En algunas partes de España, donde viví más de quince años, ni siquiera existe Papá Noel. Lo que hacen es conseguir un tronco de madera, lo tapan con una frazada y le pegan con un palo hasta que «caga» regalos. Este ser sobrenatural no viene del polo, ni tiene barba, ni es gordo, ni va en trineo. Este ser es un tronco. Y los chicos cagan a palos al tronco toda la noche. Ese es Papá Noel.

A pesar de esta tradición violenta, en las Fiestas del hemisferio norte los petardos suenan más despacio, los parientes más enojados nunca llegan a las manos, los regalos de Melchor son más caros pero valen menos, en las mesas no hay pionono ni mucho menos salpicón de pollo, y los chicos se congelan como cubitos antes de que llegue el ser sobrenatural que corresponde a cada región y se chamusque el culo en la chimenea.

Yo conozco las ventajas y las desventajas de pasar fin de año con frío y con calor.
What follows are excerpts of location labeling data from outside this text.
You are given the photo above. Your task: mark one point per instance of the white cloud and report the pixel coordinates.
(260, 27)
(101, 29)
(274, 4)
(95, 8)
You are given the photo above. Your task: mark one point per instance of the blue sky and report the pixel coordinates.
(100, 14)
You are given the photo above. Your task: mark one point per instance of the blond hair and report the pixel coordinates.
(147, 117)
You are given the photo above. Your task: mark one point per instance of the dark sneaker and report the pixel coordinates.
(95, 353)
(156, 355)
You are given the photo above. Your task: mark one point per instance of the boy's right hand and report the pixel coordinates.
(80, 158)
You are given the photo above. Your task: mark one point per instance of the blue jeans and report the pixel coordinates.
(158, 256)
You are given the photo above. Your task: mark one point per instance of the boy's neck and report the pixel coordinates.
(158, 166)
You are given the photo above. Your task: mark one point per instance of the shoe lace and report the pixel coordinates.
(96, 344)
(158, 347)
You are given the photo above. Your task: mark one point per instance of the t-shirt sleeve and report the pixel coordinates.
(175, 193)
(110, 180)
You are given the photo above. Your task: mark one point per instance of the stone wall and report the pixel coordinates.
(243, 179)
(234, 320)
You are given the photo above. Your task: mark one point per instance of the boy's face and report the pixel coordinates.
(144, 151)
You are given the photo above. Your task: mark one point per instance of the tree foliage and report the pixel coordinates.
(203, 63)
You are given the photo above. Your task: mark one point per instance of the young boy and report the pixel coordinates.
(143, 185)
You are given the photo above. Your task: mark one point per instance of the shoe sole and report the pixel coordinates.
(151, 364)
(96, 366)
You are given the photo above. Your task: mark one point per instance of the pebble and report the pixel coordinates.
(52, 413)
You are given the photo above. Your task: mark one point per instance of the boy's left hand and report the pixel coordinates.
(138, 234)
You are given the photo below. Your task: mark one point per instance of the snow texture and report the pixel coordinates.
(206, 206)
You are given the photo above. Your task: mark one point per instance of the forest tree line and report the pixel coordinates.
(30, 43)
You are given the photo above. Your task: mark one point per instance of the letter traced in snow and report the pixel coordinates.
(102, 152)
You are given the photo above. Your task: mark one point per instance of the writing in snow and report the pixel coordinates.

Pasé mis primeros treinta diciembres en el hemisferio sur, abriendo la heladera cada dos minutos para buscar hielo. Y después, durante quince diciembres, cagué a palos a un tronco al lado de una estufa, como un esquimal achanchado.

Lo más preocupante de las culturas frías es que no se puede sacar la mesa al patio para ver llegar el nuevo año. Y eso genera que las conversaciones sean tediosas, sean programadas. No sé por qué pasa esto, pero el español, cuando está bajo techo, tiende a construir sobremesas sin gracia. En cambio, cuando lo alumbra la luna, las estrellas o los faroles del jardín, el español se da el lujo de ser natural, de tirarse pedos sin disimulo y de decirles cosas chanchas a las cuñadas.

En España, a las doce de la noche del treinta y uno de diciembre, todos los televisores de todas las casas están prendidos; eso es lo que se llama empezar el año para el orto. Generalmente, en la tele se ve a unos personajes conocidos, abrigados hasta el cuello, en una plaza pública donde hay un edificio con un reloj enorme. Cada año, los españoles acostumbran comer una uva por cada campanada que suena en la tele, hasta tragar exactamente una docena en doce segundos. Esto les parece a todos muy divertido, porque fingen atragantarse o fingen que les cuesta mucho.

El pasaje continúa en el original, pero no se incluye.